Although Beatrice's boldness is what makes her stand out the most, some people may portray her as a bitch. She can be stereotyped this because she is a women that is very dramatic and is not afraid to speak her mind. Beatrice uses her sarcastic and dramatic behavior to define herself in society but is also perceived negatively by many for this reason because she is passionate about her views and not afraid to stand her ground. Leonato even tells her "By my troth, niece, thou wilt never get thee a husband if thou be so shrewd of thy tongue" (2.1.16-17). Beatrice knows that she is happy without a husband and tells Leonato that she refuses to get married "till God make men of some other metal than earth" (2.1.59-60): This is an extremely bold statement for a women in this time period. Her assertiveness .
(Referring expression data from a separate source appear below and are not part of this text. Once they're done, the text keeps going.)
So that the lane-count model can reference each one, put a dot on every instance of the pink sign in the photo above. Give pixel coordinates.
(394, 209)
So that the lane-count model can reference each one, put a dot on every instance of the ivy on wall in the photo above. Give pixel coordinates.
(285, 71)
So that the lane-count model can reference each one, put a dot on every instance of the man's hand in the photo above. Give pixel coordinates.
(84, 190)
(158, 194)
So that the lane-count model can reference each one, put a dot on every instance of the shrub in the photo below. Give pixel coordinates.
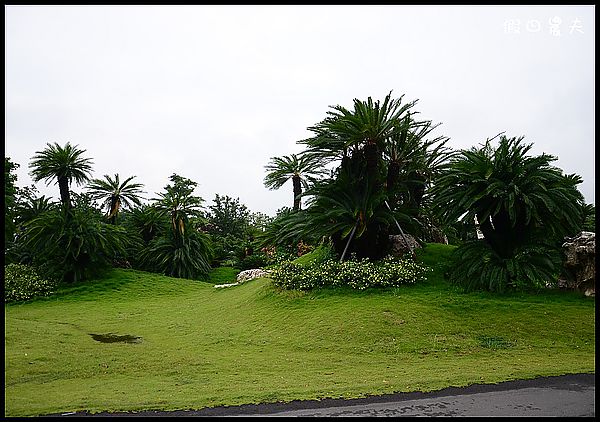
(22, 282)
(476, 266)
(357, 274)
(257, 260)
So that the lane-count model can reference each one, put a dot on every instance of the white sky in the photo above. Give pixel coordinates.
(212, 92)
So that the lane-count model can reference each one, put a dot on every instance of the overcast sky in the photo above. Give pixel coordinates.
(212, 92)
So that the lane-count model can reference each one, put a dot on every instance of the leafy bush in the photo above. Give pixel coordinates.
(257, 260)
(319, 254)
(74, 244)
(22, 282)
(478, 267)
(357, 274)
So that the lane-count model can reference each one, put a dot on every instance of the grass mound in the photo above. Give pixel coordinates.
(194, 346)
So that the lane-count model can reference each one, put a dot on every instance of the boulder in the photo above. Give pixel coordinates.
(402, 244)
(251, 274)
(580, 263)
(244, 276)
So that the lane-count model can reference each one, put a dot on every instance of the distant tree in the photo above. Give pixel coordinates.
(10, 193)
(179, 203)
(73, 244)
(227, 216)
(524, 206)
(181, 249)
(589, 218)
(115, 194)
(297, 168)
(61, 165)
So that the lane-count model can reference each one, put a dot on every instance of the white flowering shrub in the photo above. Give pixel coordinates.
(22, 282)
(358, 274)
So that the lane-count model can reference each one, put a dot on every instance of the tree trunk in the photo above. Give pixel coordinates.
(65, 196)
(297, 191)
(392, 177)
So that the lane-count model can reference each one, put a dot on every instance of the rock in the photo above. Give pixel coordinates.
(245, 276)
(251, 274)
(402, 244)
(580, 263)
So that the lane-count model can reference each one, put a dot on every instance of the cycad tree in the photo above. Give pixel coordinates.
(384, 156)
(61, 165)
(180, 249)
(300, 169)
(523, 204)
(115, 194)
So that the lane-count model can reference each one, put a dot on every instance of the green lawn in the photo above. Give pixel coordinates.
(199, 346)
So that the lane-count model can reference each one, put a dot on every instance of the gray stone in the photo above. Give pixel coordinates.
(402, 244)
(580, 263)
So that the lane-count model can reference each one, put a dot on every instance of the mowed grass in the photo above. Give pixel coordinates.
(201, 347)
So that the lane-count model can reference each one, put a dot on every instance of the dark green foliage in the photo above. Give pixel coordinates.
(10, 192)
(476, 266)
(385, 162)
(256, 260)
(61, 165)
(524, 207)
(115, 194)
(589, 218)
(357, 274)
(513, 196)
(22, 282)
(74, 244)
(170, 229)
(300, 169)
(233, 230)
(228, 217)
(186, 256)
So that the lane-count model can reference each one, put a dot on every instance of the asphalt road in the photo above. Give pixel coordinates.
(561, 396)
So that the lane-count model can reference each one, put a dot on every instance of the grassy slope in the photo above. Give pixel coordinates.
(204, 346)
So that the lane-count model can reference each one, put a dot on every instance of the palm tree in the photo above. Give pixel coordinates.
(178, 202)
(63, 165)
(510, 194)
(524, 206)
(115, 194)
(301, 169)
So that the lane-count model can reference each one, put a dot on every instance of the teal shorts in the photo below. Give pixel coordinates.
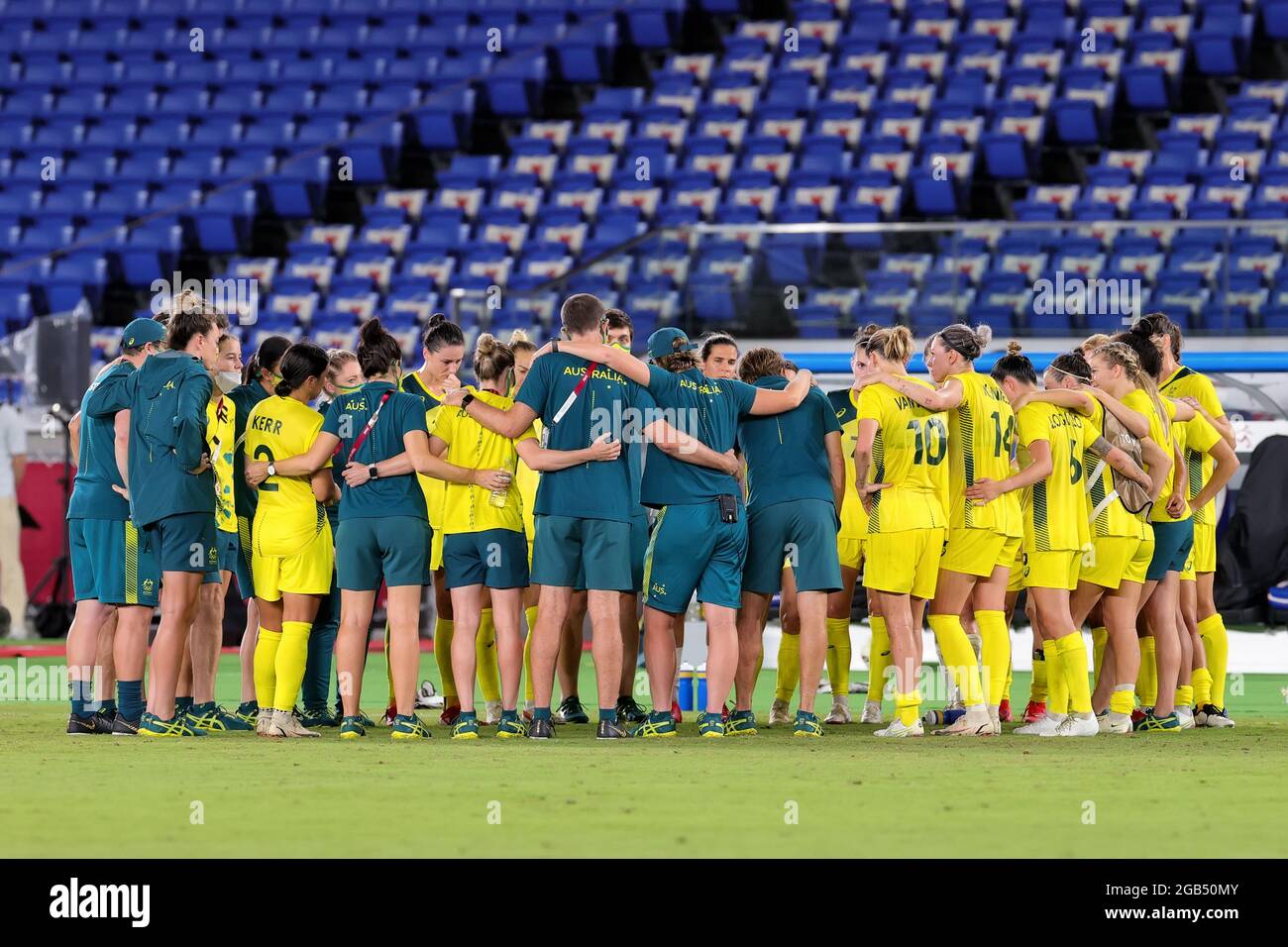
(496, 558)
(112, 564)
(235, 557)
(639, 549)
(692, 551)
(800, 532)
(565, 545)
(389, 549)
(185, 543)
(1172, 545)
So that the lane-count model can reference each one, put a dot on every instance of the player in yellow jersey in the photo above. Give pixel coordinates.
(1052, 444)
(983, 535)
(207, 628)
(1197, 599)
(292, 553)
(901, 463)
(484, 545)
(849, 544)
(442, 351)
(1163, 654)
(1122, 544)
(1198, 445)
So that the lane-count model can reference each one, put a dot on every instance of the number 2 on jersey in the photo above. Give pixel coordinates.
(265, 453)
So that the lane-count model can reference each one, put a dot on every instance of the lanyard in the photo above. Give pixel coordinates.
(576, 390)
(372, 423)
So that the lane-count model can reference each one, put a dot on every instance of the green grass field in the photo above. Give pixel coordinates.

draws the attention of many feminists today, and they view her as a strong woman. Shakespeare allows Beatrice to be so outspoken to show how few women were like her. Many Shakespearian women are quiet and go along with whatever their husbands want, but not Beatrice. She is aware that marriage brings many risks with it, and doesn't want to be bossed around by a man for the rest of her life: "Would it not grieve a woman to be overmastered with a piece of valiant dust?" (2.